3. Area of a triangle = 1/2bh
a) Now we have all the numbers we can find the area of the triangle. The height is 89.72 and the base is 10√2. When we solve it out we get the area of the triangle equals 634.42 ft.
b) There is one more catch to this. We have been solving for this triangle but a part of the triangle is in the barn. The cow is attached to the outside of the barn and the barn has no doors. The actual shape we are trying to calculate looks like the one in the picture shown to the right. This means we have to subtract the part of the barn that we have been including in our calculations to find the real area of the weird shape.
c) We have been including exactly half of the barn in our calculations which is the shape of a triangle. We can use the formula for the area of a triangle again to find the area we need to subtract. The height of the barn is 10 and the base of the barn is 10. After we plug it into the formula we get the area of the triangle equals 50 ft.
Inverse Trigonometry
All we have left to do is find the area of the sectors. Inverse trigonometry is very important in helping us find the area of them.
a) Our goal is to find the angle x in the diagram below. In order to do this we need to use the information we already know. We know that a straight line is equal to 180°. We know the very left angle is 45° because it's exactly half of the square barn which is a right angle. We can solve for the middle angle using inverse trig!
b) Because we have all three side lengths of the triangle we can use any function (sine, cosine, or tangent) to find the angle (y). Let's use sine. Sine is opposite divided by hypotenuse. The opposite of angle y is 89.72 and the hypotenuse is 90. After plugging it into the calculator, you get angle y is equal to 85.47.
c) We have three things that equal 180°. We have figured out two of those values so now we can solve for the third. Angle x + angle y + 45° = 180°
After solving this equation we got the angle of the sector was equal to 49.53°.

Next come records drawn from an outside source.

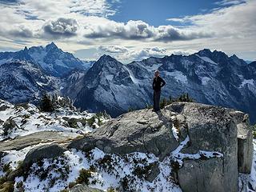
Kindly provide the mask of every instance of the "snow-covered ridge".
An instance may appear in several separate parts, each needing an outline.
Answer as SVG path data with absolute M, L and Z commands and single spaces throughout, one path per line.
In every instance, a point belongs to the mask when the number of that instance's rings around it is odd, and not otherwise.
M 66 108 L 41 112 L 33 104 L 14 106 L 0 99 L 0 141 L 41 131 L 57 131 L 72 138 L 98 127 L 107 119 Z M 95 118 L 96 117 L 96 118 Z M 93 122 L 92 122 L 93 121 Z

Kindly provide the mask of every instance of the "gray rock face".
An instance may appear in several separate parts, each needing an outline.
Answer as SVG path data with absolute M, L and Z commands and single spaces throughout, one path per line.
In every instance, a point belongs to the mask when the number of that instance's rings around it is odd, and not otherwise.
M 3 134 L 4 135 L 8 135 L 8 133 L 11 131 L 15 127 L 18 127 L 17 124 L 12 119 L 7 119 L 2 126 L 3 129 Z
M 178 182 L 182 191 L 238 191 L 226 190 L 223 173 L 220 158 L 188 160 L 178 170 Z
M 238 160 L 240 173 L 250 174 L 253 160 L 253 134 L 249 117 L 239 111 L 232 111 L 238 127 Z
M 82 184 L 78 184 L 73 186 L 70 190 L 69 190 L 69 191 L 70 192 L 103 192 L 104 190 L 92 188 Z
M 69 138 L 66 138 L 58 132 L 42 131 L 26 136 L 20 136 L 15 139 L 0 142 L 0 153 L 5 150 L 20 150 L 27 146 L 37 145 L 40 142 L 63 142 Z
M 182 153 L 205 150 L 223 154 L 222 158 L 185 161 L 178 171 L 182 190 L 238 191 L 238 170 L 250 172 L 252 162 L 252 134 L 245 114 L 198 103 L 178 102 L 167 108 L 186 117 L 190 146 Z M 239 144 L 241 133 L 246 133 L 242 144 Z
M 26 155 L 23 163 L 25 166 L 29 166 L 40 159 L 57 158 L 61 156 L 64 150 L 62 147 L 54 143 L 35 147 Z
M 98 147 L 118 154 L 152 153 L 162 161 L 187 135 L 190 141 L 181 153 L 195 154 L 202 150 L 221 155 L 183 159 L 182 167 L 173 170 L 182 191 L 238 191 L 238 171 L 250 171 L 252 131 L 248 117 L 230 109 L 175 102 L 158 114 L 137 110 L 110 120 L 69 147 L 85 151 Z
M 98 147 L 106 153 L 125 154 L 135 151 L 151 153 L 162 160 L 178 146 L 172 130 L 171 114 L 151 110 L 125 114 L 69 147 L 88 150 Z

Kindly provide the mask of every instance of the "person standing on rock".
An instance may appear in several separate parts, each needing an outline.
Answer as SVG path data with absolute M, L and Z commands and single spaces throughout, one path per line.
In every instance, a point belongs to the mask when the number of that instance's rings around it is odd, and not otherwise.
M 154 108 L 153 111 L 160 110 L 160 95 L 161 95 L 161 88 L 166 85 L 166 82 L 160 77 L 159 71 L 154 71 L 154 77 L 153 79 L 153 90 L 154 90 Z

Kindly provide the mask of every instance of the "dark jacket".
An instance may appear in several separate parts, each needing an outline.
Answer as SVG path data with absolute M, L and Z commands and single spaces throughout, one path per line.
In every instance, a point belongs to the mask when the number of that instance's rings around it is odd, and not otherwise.
M 154 77 L 153 80 L 153 90 L 156 91 L 161 90 L 161 87 L 164 86 L 166 85 L 166 82 L 160 77 Z

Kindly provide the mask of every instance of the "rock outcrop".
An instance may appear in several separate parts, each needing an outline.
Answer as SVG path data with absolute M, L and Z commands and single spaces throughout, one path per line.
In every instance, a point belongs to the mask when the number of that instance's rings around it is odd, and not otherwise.
M 151 153 L 160 161 L 168 156 L 182 162 L 172 172 L 183 191 L 222 192 L 238 191 L 238 172 L 250 171 L 251 139 L 248 116 L 242 112 L 176 102 L 158 114 L 142 110 L 121 115 L 69 147 L 84 151 L 98 147 L 117 154 Z M 179 155 L 172 157 L 177 149 Z
M 86 185 L 78 184 L 73 186 L 70 190 L 70 192 L 103 192 L 104 190 L 91 188 Z
M 179 145 L 172 133 L 173 116 L 174 113 L 169 110 L 158 114 L 151 110 L 127 113 L 69 146 L 85 151 L 98 147 L 105 153 L 118 154 L 151 153 L 162 160 Z
M 34 147 L 26 155 L 23 164 L 29 166 L 43 158 L 54 158 L 61 156 L 64 150 L 62 147 L 55 143 Z

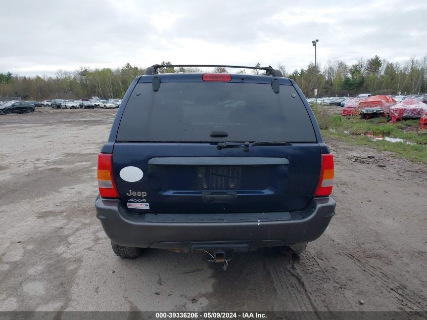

5. Area of a sector = πr^2 x degree of sector/360
a) The second to last step is to solve for the area of the sector. A sector is essentially a part of a circle. The degree of straight line is 180° and the degree of a right angle is 90°. If we think about a quarter or a half of a circle, those angles are 90 and 180° respectively. If a quarter of a circle is equal to 90°, that makes sense because a full circle is 360°. 90/360 equals a quarter. The same goes for half of a circle. 180/360 equals one half. This means that whatever degree a sector is, if we put it over 360 that gets us the portion of the circle. If we multiply the area of a circle times the portion that we want (the sector), we get the area of just the sector.
b) We know the angle of our sector is 49.53° and the radius of our circle is 90 ft. We can plug in these numbers to our equation and we get the area of the sector equals 3,501.07 ft.
6. Add everything together!
Going back to the formula we wrote before, (area of the 3/4 of the circle) + (area of triangle in between two sectors) + 2(area of sector) - (area of 1/2 of the barn) = total area the cow can graze, now we have all the values we need to solve it out!
Area of the 3/4 of the circle = 23,561.94 ft.
Area of triangle in between two sectors = 634.42 ft.
Area of sector = 3,501.07 ft.
Area of 1/2 of the barn = 50 ft.
23,561.94 + 634.42 + 2(3,501.07) - 50 = 31,148.5 ft.
The cow can graze an area of 31,148.5 ft.
Evaluation/Reflection
If I were to grade myself on this unit I would give myself a B. My understanding of the cow problem is still sort of confusing so that is why I gave myself a B. What pushed my thinking was when we had the group test. I think that the group test really helped me understand the problem more and I was able to contribute to my group because I understood the different methods that were being used and how to use them for this problem. I think a lot of the methods for solving for area/angle was more of a refresher for me. Last year and even in freshman year, we had worked with those methods so I kinda already knew how the methods worked and that was easy for me.